Well, that would be my solution.  Punishment, with the benefit of future deterrence. 

Nothing makes me quite as crazy (not even stupid Republicans like Rush "I want Obama to fail" Limbaugh) as these morally and ethically bankrupt CEOs like Merrill Lynch's John Thain, who continued to enrich themselves and their banking buddies off of taxpayers' bailout money after their own incompetence and greed had sent their institutions into deadly tailspins.

Frank Rich's column in today's New York Times is, depending on how you look at it, either a salve for agitated hearts like mine, or a handful of salt, guaranteed to raise blood pressure.  Sample:

Yet the values of the bubble remain entrenched even as Obama
takes office. In the upper echelons, we can find fresh examples of
greed and irresponsibility daily even without dipping into the growing
pool of those money “managers” who spirited victims to Bernie Madoff.

Last
week’s object lesson was John Thain, the chief executive of Merrill
Lynch.
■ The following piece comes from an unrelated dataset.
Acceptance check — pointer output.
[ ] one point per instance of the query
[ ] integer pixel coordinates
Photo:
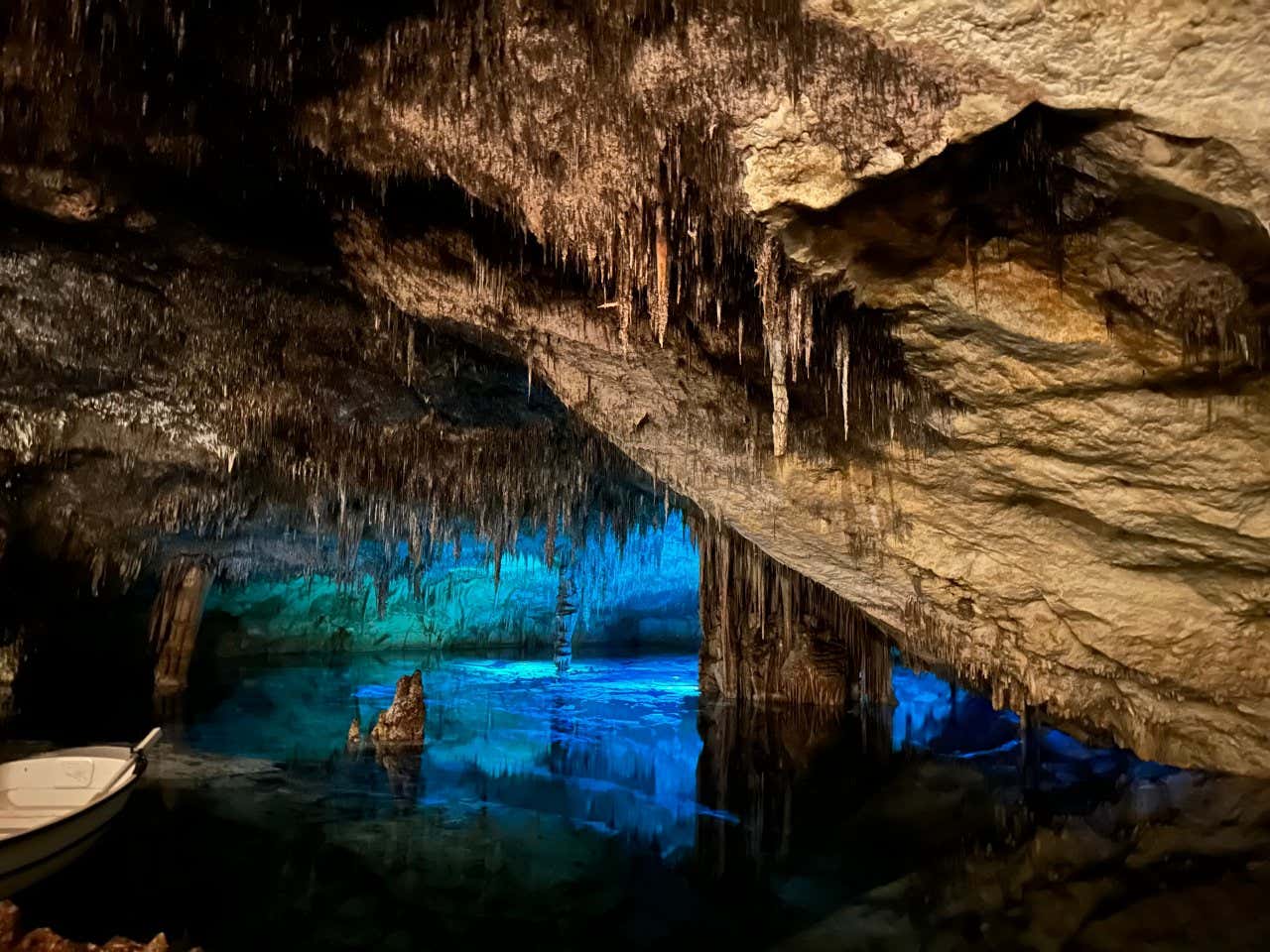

He was lionized as a rare Wall Street savior as recently as
September, when he helped seal the deal that sped his teetering firm
into the safe embrace of Bank of America on the same weekend Lehman Brothers died. Since then we’ve learned that even as he was laying off Merrill employees by the thousands, he was lobbying (unsuccessfully) for a personal bonus as high as $30 million and spending $1.22 million of company cash on refurbishing his office, an instantly notorious $1,405 trashcan included.

Thain resigned on Thursday. Only then did we learn that he doled out billions
in secret, last-minute bonuses to his staff last month, just before
Bank of America took over and just before the government ponied up a
second bailout to cover Merrill’s unexpected $15 billion fourth-quarter
loss. So far American taxpayers have spent $45 billion on this mess, and that’s only our down payment.

Where do you suppose I go to volunteer for the firing squad?